By Sam Gustin February 22, 2011
Al-Jazeera is in discussions with Comcast about bringing the network’s English-language channel to millions of U.S. homes via the nation’s largest cable operator. It would be a major breakthrough, capitalizing on the network’s growing reputation here as a honest and steadfast provider of news from an increasingly tumultuous Middle East.
“We’re very grateful for all the support and appreciation we’ve been receiving,” Al-Jazeera English managing director Al Anstey said in a statement. “Clearly the demand is there for Al-Jazeera, and people want to see us on their screens.”
Anstey arrived in New York City on Tuesday to lead the talks, the network said. The Comcast meeting was the first gambit in a new push by Al-Jazeera to get on U.S. cable systems, which have been reluctant to carry the Qatar-based news network. A Comcast spokesperson declined to comment on the talks.
It’s quite a turn of events for Al-Jazeera, which until its widely praised coverage of the unrest in Egypt was something of a pariah in the United States. During the Iraq War, Defense Secretary Donald Rumsfeld branded the network’s reporting of civilian casualties as “vicious, inaccurate and inexcusable.”
Now, the White House is watching Al-Jazeera alongside CNN.
As recently as a few weeks ago, Fox News host Bill O’Reilly labeled Al-Jazeera as “anti-American.” Later on the same program Fox News commentator Monica Crowley called the network a “propaganda outfit for the autocrats who sit on the sands of the Middle East.”
This might come as a surprise to Former Egyptian President Hosni Mubarak, who accused the channel of “fomenting unrest.” Or to embattled Libyan leader Moammar Gadhafi, who in a rambling and defiant speech Tuesday said Al-Jazeera was trying to portray Libyans as “bad people … a people of turbans and low beards,” according to one translation.
Al-Jazeera, which has more journalists in the Middle East than any U.S. news agency, was repeatedly cited by MSNBC and CNN even before the network offered its content to other outlets through a Creative Commons license.
And its treatment by security forces in Egypt and Libya added credence to Al-Jazeera’s insistence that it is independent. In Egypt, Mubarak’s goons ransacked and closed the network’s Cairo bureau, before assaulting and detaining several of its journalists.
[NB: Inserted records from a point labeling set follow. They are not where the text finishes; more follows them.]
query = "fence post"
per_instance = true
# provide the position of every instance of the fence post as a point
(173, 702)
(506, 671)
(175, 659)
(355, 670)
In Libya, state intelligence services jammed Al-Jazeera’s TV signal on the Arabsat satellite frequency, the network said.
Al-Jazeera, which is Arabic for “the island,” is currently not available on any major U.S. cable system, but Al-Jazeera English is streamed live on the web, for free.
The network says it can also be seen in local markets in Vermont, Ohio and Washington, D.C., on the following systems: GlobeCast World TV (DTH Satellite), Buckeye Cable (Toledo, Ohio), Burlington Cable (Burlington, Vermont), Link TV (Direct TV channel 375 or Dish Network channel 9410), Washington Cable (Washington, D.C.) and MHz Networks (Washington, D.C., by agreement with Comcast).